As academias médias e grandes se preocupam mais com suas arquiteturas lindas, aparelhagens caras, luzes, neon, mármores, “esteiras que falam”, aparelhagens novas todo ano, manutenções caras… Tudo lindo! Mas poucas se preocupam com o constante treinamento dos profissionais. E o que acontece de pior é que tem professor ainda “dando aula” no tempo da pedra. Aprendeu errado e continua fazendo errado… E quem corrige? Quem treina? Quem monitora?

Vejo muitas academias dando “tiros no pé”. O custo de implantação e de manutenção dos materiais e acessórios de uma sala de ginástica inteira, com um excelente professor muito bem pago é infinitamente mais barato do que o valor de algumas poucas máquinas de última geração na musculação. Basta fazer uma conta simples: um professor excelente e bem pago, usando materiais duráveis e simples numa sala de ginástica para cada 20 a 30 alunos felizes e satisfeitos por hora VERSUS 2 alunos, no máximo, numa única esteira de mais R$ 20.000 por hora. Quantas esteiras precisarão? O que é infinitamente mais caro?

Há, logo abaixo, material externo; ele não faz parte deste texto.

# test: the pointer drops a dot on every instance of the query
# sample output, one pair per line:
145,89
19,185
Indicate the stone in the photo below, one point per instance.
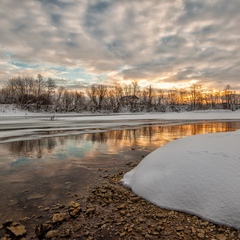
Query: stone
50,234
59,217
74,208
221,237
178,229
17,231
42,229
201,235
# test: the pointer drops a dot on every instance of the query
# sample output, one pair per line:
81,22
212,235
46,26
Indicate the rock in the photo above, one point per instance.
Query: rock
17,231
66,233
42,229
221,237
7,223
122,206
90,211
50,234
35,196
201,235
74,208
178,229
59,217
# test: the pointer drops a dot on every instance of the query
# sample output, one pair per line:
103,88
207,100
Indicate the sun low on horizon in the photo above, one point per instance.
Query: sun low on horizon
165,44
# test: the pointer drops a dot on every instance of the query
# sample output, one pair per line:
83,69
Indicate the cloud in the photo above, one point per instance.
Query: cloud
160,41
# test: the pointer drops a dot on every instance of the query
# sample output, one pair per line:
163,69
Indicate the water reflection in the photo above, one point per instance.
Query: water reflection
41,172
141,136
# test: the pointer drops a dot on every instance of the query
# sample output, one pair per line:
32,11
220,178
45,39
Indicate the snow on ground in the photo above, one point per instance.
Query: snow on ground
18,125
198,175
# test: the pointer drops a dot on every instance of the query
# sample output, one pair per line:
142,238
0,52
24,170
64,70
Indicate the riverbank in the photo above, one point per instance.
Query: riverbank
111,211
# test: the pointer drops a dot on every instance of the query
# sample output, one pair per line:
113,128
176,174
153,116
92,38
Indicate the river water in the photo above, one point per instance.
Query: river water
49,171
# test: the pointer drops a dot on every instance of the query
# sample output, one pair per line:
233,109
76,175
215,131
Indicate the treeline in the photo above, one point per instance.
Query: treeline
41,94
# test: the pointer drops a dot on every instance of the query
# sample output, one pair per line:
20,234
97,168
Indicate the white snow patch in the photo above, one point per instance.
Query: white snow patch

Imaginem 2 alunos, cada um caminhando ou correndo meia hora numa única esteira caríssima ou 30 alunos fazendo uma aula de jump ou step com um professor excelente. Qual situação terá maior chance de retenção, de se montar um grupo de amigos, de sentirem mais vibração e mais motivação?

Conheço alunos de aulas coletivas que acompanham professores por 10, 15 ou mais anos nessas aulas. Não vejo o mesmo acontecer na musculação ou com personais, são raros.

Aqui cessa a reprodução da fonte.